Two Russians and a Ukrainian separatist were sentenced to life in prison on Thursday by a Dutch court for the 2014 attack which killed all 298 passengers, including 38 Australians.

A fourth man was acquitted.

The men are fugitives and are believed to be in Russia. A Russian politician told Russia’s TASS news agency that Moscow would not be extraditing them.

The 2014 incident took place during a Moscow-backed separatist uprising which is viewed as a precursor to Russia’s invasion of Ukraine earlier this year.

The trial has become even more significant for victims’ families and the international community with the continuing war in Ukraine.

Ukrainian President Volodymyr Zelenskyy hailed the ruling as an “important decision”.

“But it is necessary that those who ordered it also end up in the dock because the feeling of impunity leads to new crimes,” he wrote on Twitter.

“We have to dispel this illusion. Punishment for all Russian atrocities – both then and now – will be inevitable.”

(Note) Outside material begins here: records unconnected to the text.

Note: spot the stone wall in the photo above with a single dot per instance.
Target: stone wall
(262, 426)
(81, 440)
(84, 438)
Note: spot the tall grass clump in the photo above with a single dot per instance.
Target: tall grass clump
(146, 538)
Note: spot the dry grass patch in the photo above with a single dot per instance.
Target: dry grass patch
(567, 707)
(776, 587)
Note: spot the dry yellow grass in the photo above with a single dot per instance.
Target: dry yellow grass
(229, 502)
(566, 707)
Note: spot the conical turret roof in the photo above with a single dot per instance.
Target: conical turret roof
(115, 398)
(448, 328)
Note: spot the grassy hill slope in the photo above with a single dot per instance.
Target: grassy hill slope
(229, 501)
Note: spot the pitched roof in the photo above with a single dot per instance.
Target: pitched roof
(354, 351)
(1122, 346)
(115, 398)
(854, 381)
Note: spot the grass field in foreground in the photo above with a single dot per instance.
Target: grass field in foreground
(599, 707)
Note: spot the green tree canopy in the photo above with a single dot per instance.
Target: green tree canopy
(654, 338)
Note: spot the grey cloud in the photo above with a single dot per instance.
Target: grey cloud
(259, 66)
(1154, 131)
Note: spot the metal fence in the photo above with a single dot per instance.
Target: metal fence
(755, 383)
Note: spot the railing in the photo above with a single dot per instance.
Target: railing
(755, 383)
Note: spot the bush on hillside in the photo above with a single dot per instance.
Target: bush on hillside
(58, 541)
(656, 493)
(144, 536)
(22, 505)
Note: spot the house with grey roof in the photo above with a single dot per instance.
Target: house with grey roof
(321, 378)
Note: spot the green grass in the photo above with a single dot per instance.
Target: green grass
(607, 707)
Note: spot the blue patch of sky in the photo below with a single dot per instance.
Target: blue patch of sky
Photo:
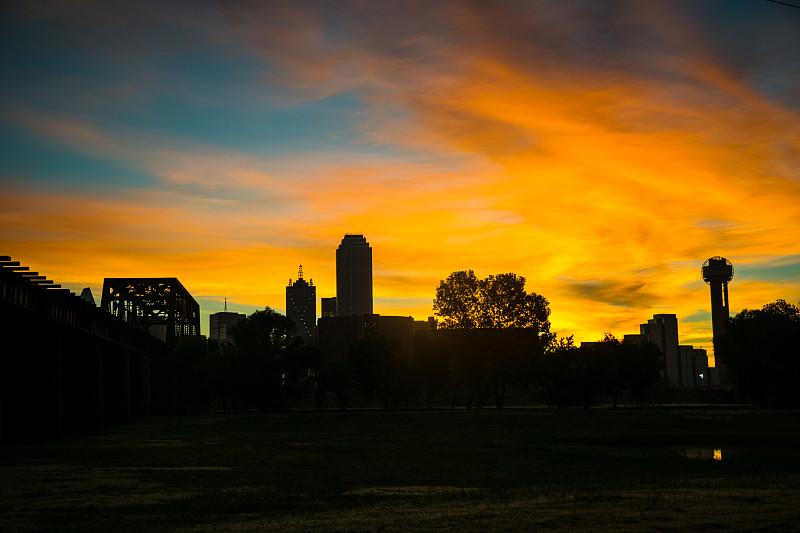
(27, 160)
(786, 269)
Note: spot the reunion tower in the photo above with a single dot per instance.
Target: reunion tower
(717, 272)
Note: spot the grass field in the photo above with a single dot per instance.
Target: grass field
(512, 470)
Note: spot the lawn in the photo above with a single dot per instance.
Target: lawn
(516, 469)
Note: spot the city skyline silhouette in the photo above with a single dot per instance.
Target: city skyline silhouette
(601, 152)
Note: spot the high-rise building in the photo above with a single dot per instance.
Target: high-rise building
(354, 277)
(328, 307)
(662, 330)
(301, 306)
(222, 323)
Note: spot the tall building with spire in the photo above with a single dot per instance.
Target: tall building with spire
(354, 277)
(301, 306)
(222, 323)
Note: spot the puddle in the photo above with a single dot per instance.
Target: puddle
(708, 454)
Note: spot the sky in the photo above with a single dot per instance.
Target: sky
(602, 150)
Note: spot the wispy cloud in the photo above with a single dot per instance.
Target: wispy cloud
(601, 150)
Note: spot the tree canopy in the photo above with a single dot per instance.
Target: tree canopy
(499, 301)
(761, 348)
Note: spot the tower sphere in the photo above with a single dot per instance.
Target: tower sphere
(717, 269)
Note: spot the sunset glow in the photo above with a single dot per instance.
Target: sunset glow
(602, 151)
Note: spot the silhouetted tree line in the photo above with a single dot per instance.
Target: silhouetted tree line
(761, 348)
(494, 337)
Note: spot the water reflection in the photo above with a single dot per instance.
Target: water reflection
(703, 453)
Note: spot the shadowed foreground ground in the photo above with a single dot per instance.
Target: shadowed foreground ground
(469, 470)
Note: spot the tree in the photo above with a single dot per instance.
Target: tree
(761, 349)
(627, 367)
(501, 330)
(457, 301)
(383, 371)
(499, 301)
(266, 346)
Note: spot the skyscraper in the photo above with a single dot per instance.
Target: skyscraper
(662, 330)
(354, 277)
(301, 306)
(221, 324)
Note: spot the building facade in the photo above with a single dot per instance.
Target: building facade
(328, 307)
(301, 306)
(162, 306)
(221, 325)
(354, 277)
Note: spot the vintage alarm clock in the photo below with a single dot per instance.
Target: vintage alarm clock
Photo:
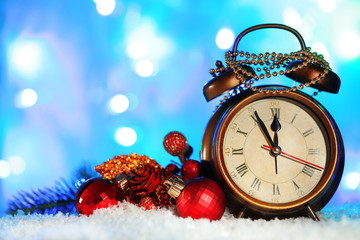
(275, 150)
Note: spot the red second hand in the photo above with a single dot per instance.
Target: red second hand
(298, 159)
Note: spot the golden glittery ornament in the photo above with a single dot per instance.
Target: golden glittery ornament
(124, 164)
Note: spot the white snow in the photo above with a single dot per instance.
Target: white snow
(128, 221)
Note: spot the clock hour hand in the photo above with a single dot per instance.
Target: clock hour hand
(264, 130)
(276, 126)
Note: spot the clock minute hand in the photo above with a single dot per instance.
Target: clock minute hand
(264, 130)
(296, 158)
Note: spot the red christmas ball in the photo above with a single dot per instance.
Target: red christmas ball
(148, 203)
(171, 169)
(96, 193)
(175, 143)
(191, 169)
(201, 198)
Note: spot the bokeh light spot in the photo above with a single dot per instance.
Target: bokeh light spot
(25, 56)
(125, 136)
(105, 7)
(5, 169)
(327, 5)
(224, 38)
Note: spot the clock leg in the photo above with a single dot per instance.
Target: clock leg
(241, 213)
(312, 213)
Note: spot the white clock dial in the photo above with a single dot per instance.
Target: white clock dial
(251, 164)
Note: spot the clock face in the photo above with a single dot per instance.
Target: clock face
(283, 169)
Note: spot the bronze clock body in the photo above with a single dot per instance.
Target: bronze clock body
(297, 179)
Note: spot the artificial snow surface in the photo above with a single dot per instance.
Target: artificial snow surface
(128, 221)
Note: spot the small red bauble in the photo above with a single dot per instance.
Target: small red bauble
(171, 169)
(176, 144)
(148, 203)
(95, 193)
(191, 169)
(201, 198)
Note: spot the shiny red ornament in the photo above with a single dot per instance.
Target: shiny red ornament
(171, 169)
(148, 203)
(201, 198)
(176, 144)
(191, 169)
(96, 193)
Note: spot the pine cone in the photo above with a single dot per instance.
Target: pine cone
(123, 164)
(162, 196)
(144, 181)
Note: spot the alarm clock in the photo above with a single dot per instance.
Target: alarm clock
(275, 150)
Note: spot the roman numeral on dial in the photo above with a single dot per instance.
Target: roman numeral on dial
(308, 171)
(308, 132)
(275, 111)
(242, 169)
(276, 190)
(239, 151)
(256, 184)
(243, 133)
(295, 185)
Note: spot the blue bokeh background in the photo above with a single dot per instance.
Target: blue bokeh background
(76, 59)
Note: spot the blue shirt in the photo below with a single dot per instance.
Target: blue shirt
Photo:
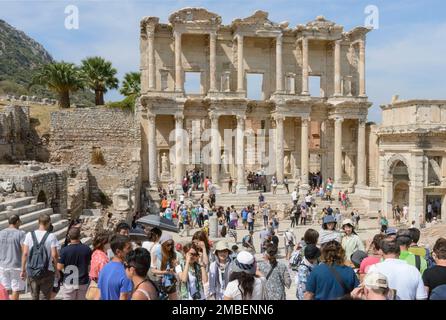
(323, 284)
(113, 281)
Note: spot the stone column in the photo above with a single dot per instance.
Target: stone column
(338, 151)
(279, 153)
(361, 67)
(215, 136)
(151, 62)
(361, 159)
(337, 62)
(153, 153)
(304, 153)
(240, 70)
(241, 187)
(212, 61)
(178, 152)
(305, 90)
(279, 74)
(178, 63)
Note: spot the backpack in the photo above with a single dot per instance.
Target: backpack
(296, 260)
(38, 258)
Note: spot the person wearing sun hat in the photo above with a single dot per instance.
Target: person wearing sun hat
(246, 283)
(220, 270)
(350, 240)
(328, 232)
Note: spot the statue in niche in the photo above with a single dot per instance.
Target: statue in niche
(164, 164)
(224, 164)
(286, 164)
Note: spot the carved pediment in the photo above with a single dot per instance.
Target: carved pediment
(148, 23)
(259, 20)
(320, 24)
(194, 16)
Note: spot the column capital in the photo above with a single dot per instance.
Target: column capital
(279, 117)
(179, 117)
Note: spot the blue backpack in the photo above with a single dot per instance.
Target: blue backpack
(38, 258)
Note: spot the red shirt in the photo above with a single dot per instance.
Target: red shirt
(367, 262)
(3, 293)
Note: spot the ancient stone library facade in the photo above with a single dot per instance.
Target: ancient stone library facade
(124, 157)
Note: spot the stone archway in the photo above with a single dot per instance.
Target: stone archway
(397, 181)
(41, 197)
(401, 193)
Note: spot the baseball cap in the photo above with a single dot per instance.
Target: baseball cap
(311, 252)
(390, 231)
(376, 280)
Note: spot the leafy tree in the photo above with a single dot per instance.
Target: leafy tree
(100, 76)
(131, 86)
(61, 78)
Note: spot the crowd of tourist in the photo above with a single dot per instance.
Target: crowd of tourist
(326, 264)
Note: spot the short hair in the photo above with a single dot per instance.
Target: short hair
(44, 219)
(101, 239)
(74, 233)
(403, 237)
(140, 260)
(332, 253)
(311, 236)
(440, 248)
(415, 234)
(389, 246)
(118, 242)
(154, 234)
(122, 226)
(14, 219)
(377, 240)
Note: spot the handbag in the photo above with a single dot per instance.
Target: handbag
(93, 292)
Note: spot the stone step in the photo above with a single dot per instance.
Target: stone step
(29, 217)
(23, 210)
(16, 203)
(35, 224)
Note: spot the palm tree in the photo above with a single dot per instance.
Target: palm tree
(60, 77)
(131, 86)
(100, 76)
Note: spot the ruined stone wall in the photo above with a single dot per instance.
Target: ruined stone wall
(105, 141)
(14, 133)
(42, 181)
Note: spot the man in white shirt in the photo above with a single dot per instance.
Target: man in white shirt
(42, 285)
(294, 197)
(402, 277)
(406, 212)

Victims take some solace in justice

Meryn O’Brien, whose son Jack was killed, said the verdict did not change anything.

“It’s a measure of justice but it would be complete justice if our family members were restored to us,” she told ABC TV.

Matthew Horder, whose parents died in the attack, noted the importance of the court determining what happened.

“To have a court at a high level confirm that … those people were deliberately murdered is very important for the families who are surviving their loved ones,” he said.

The Dutch court’s ruling came more than eight years after the Boeing 777 flying from Amsterdam to Kuala Lumpur was blown out of the sky by a missile during a conflict between pro-Russian rebels and Ukrainian forces.

“Only the most severe punishment is fitting to retaliate for what the suspects have done, which has caused so much suffering to so many victims and so many surviving relatives,” Judge Hendrik Steenhuis said on Thursday, reading a summary of the ruling.

“There is no reasonable doubt” that MH17 was shot down by a Russian missile system, said Judge Steenhuis.

Albanese lauds co-operation

Prime Minister Anthony Albanese welcomed the court’s ruling, branding the shooting “an atrocious act of terrorism”.

“Our thoughts today are with the family and friends who lost loved ones in that atrocity,” Mr Albanese said.

The Prime Minister also lauded the co-operation between Australian and Dutch authorities in pursuing the matter.

Foreign Minister Penny Wong called on Russia to surrender the convicted men so they could be sentenced for their “heinous crime”.

“We would say to Russia, the world knows that you’re harbouring murderers and that says something about you, Putin,” she said.

Senator Wong said the trial “delivered justice and delivered truth” for the families of those on board and confirmed Russia’s responsibility for the attack.

Australian Federal Police representatives in the Netherlands are providing support to families following the verdict.

Russia slams verdict

Russia has branded the proceedings politically motivated.

Russia’s foreign ministry said the court had been under unprecedented pressure from Dutch politicians, prosecutors and the media to impose a politically motivated outcome.

“The trial in the Netherlands has every chance of becoming one of the most scandalous in the history of legal proceedings,” it said in a statement.

Moscow has repeatedly denied responsibility for the downing of the jet. In 2014 it also denied any presence in Ukraine.